アルカヌム
ヨーロッパには、マイセン(ドイツ)を始め、セーブル(フランス)、アウガルテン(オーストリア)、ヘレンド(ハンガリー)などの有名な窯が存在し、それぞれ見事な磁器を供給しています。このヨーロッパにおける磁器の開発の成功に錬金術師が関与していたこと、また、当時、東インド会社を通して到来する中国や日本の磁器は極めて貴重であり、その製造を独占すれば巨万の富を生むことになることからその製造方法が国家機密にされ、これをめぐって厳しい情報管理がなされる一方、その裏を掻くためのスパイ作戦や人材の引き抜き合戦などが行なわれていたことを、
J・グリーソン著「マイセン―秘法に憑かれた男たち」(南條竹則訳:集英社)で知りました。磁器造りの秘法を究め、マイセン窯の確立に貢献したザクセン王と3人の職人を巡る物語です。
18世紀のヨーロッパの人々にとって、製造方法の不明な東洋からの磁器はエキゾチックな素材であるばかりか、魔術的で護符的な意味を持つ物質、長命、生命力、不死の霊薬であったようです。特に、ザクセン王国アウグスト強王(在位1694~1733)の磁器への情熱は、美女への欲望にも劣らず旺盛で、宮殿を4万の磁器で埋めつくすとともに、プロイセン王所有の磁器を得たいばかりに、自分の竜騎兵の連隊600名と取り替えたほどでした。
彼の磁器への飽くなき欲望は、ついには、ベトガー(1682~1719)という錬金術師を幽閉して、磁器の製法の秘密を探らせるまでに至ります。
当初、ベトガーは、卑金属を黄金に変える魔法の物質、「賢者の石」を生む秘法(アルカヌム)を会得したとの触れ込みで、アウグスト強王の庇護を求めて来たのですが、いつまで経っても、金を多量に作り出すとの王との約束は反故にしたまま。まさに王の逆鱗に触れなんとした時に、仲介に立ったのが宮廷顧問官で科学者のチルンハウスでした。 彼は、錬金術同様の秘法、粘土を磁器に変える方法を追い求めており、ある程度の見当を得て(本物の磁器は、粘土とガラスを融合させて作ると確信して)いたのです。ベトガーの豊富な化学的知識や科学的才能を評価し、自分の研究の後継者として王に推奨。王はこれに同意し、金に勝るとも劣らない貴重品である磁器の開発をチルンハウスと共同で行なうようベトガーに命じ、その身柄をドレスデンの北西約25kmのマイセンに近いアルベルヒスブルグ城に幽閉します。
ところでチルンハウスの見当とは異なって、磁器の秘密は2つの主原料、カオリン及び長石を含む岩石を混ぜ、高温で焼成することにあります。

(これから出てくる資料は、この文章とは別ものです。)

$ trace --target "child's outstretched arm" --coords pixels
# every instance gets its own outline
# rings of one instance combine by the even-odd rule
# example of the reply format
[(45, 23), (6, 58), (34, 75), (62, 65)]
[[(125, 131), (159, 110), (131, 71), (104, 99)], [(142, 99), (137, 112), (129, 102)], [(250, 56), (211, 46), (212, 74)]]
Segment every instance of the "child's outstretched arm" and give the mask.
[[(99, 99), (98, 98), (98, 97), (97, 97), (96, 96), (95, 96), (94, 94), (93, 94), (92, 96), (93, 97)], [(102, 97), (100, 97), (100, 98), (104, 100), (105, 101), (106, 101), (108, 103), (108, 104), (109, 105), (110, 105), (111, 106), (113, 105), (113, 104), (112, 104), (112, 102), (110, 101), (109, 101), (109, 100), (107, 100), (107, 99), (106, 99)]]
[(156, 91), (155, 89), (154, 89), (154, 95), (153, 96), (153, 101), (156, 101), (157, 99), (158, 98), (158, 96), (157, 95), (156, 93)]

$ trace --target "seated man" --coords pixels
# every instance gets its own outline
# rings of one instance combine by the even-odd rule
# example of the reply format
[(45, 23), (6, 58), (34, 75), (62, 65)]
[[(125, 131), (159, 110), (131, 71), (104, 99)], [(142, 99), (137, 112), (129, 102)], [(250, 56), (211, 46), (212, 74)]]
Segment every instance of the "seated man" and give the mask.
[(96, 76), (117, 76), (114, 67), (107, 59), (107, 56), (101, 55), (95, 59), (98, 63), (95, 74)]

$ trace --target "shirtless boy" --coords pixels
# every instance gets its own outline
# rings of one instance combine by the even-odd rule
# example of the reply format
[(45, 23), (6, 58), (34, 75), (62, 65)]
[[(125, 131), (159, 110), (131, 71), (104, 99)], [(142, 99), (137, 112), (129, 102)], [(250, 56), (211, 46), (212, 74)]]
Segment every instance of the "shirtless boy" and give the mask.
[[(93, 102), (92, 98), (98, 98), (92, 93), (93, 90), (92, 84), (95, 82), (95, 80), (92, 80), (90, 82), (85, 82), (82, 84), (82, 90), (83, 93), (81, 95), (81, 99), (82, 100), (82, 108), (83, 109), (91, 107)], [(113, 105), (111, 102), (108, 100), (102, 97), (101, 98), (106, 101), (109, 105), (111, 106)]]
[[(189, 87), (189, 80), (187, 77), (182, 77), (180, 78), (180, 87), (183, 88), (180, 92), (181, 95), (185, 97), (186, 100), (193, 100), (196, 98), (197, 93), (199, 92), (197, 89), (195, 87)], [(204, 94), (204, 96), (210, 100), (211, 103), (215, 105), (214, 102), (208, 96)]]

長石に含まれる石英が熔けてガラス化し、粘土中の小孔にしみ込んで、その過程で磁器特有の非常に微細な構造に晶出するのです。
ベトガーはザクセン地方で産出する原料(カオリンと雪花石膏(アラバスター))を変えて何度も試験焼きを繰り返し、試行錯誤の末に、白い半透明の磁器の秘密に迫る発見をします。改良を重ね、ついに1709年3月28日、彼は「中国のものに勝るとも劣らない、上質の白磁」を製造できるようになったと報告。かくして1710年1月23日、アウグスト王は王立磁器工場の新設を布告したのです。
ベトガーの発明に加え、ヘロルト(1696~1775)、ケンドラー(1706~1775)という優れた絵付師や陶工職人が工房に入ったことによって、マイセン磁器の名声が確立。ザクセン王国の財政は大いに潤い、ドレスデンはエルベ河のフィレンツェと呼ばれるに相応しい芸術・文化の都として栄えます。
磁器製造の秘法(素材粘土の産地、調合法、焼成温度、高温を得るための窯の設計、彩色絵具の成分など)を探ろうと、フランス、オーストリアなどヨーロッパ中の競争相手が、ドレスデンやマイセンの町にスパイを送り込むものの、ザクセン側は秘密漏洩に対する厳罰、作業者の監視、核心情報に接し得る人物の限定、素材の独占などの措置によって磁器製法の秘法を独占し得ました。
しかし、いつしか機密が漏洩します。人材の引き抜きなどによって秘法が拡散し、各地に磁器造りの窯が設立。マイセンに代わってアウガルテンやセーブルなどの名声が高まることになるのです。